Actor Christopher Reeve died last week. He was fifty-two years old. He was a movie star who became an activist for people with spinal cord injuries. Mister Reeve died last Sunday after developing a serious bloodstream infection from a pressure wound. Such a wound can form on the skin of people who are not able to move. The wound became severely infected and the infection spread through his body. It caused his major organs to shut down. He suffered a heart attack and went into a coma at a hospital near his home outside New York City.
Christopher Reeve became famous after starring in the four "Superman" movies in the nineteen seventies and eighties. His life changed in nineteen ninety-five. He was thrown from his horse during a horseback-riding competition. The accident broke his neck, leaving him unable to move his arms or legs. He was paralyzed from the neck down. He could not breathe without the help of a machine. Doctors said he broke the top two vertebrae in his neck and damaged his spinal cord.
At the time of the accident, doctors said he would probably live only for seven more years because of the severity of his injury.
But Mister Reeve surprised the doctors through his efforts to recover. He began working to strengthen his legs and arms. Doctors used electrical shocks to re-activate his nervous system. In two-thousand, he regained the ability to move his finger. He later regained some movement and feeling in other parts of his body. And last year, an experimental electric device was placed in his abdomen. It permitted him to breathe without a respirator for hours at a time.

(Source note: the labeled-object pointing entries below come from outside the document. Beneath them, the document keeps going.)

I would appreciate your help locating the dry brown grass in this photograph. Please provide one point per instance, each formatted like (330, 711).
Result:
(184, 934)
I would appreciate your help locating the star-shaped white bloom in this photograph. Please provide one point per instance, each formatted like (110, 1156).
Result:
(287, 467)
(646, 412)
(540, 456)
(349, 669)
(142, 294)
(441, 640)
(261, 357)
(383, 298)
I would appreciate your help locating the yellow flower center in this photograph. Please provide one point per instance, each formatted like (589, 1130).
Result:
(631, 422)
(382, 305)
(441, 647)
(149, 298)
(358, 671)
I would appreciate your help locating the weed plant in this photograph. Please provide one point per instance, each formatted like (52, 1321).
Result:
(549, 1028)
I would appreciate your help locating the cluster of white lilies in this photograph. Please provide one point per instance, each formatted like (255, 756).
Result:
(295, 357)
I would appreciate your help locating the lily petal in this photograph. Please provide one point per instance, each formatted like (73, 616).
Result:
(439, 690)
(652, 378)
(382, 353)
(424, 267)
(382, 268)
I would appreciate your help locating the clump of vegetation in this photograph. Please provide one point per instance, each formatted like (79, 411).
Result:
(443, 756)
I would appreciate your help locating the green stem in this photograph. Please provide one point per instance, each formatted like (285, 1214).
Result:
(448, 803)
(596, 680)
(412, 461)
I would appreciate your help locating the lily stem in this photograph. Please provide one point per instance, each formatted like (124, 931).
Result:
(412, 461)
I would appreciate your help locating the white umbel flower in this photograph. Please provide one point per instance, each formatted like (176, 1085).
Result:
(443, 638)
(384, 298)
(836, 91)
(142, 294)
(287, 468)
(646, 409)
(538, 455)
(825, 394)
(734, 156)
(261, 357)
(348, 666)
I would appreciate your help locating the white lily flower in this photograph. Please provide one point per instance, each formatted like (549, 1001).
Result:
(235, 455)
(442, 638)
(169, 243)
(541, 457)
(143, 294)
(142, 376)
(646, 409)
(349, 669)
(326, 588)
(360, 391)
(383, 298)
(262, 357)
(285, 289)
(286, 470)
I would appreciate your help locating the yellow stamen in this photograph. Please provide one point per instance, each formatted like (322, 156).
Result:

After his accident, Christopher Reeve promised himself that he would walk again. He used his fame to raise millions of dollars for research into spinal cord injuries. He worked to get better protection for people with long-term disabilities. And he led efforts to increase funding for stem cell research. Many scientists believe such research may lead to cures for paralysis and other conditions, such as Alzheimer's and Parkinson's disease. Some research has shown that stem cells could help paralyzed mice and rats to move again.
Experts say about two hundred fifty thousand Americans suffer from paralysis.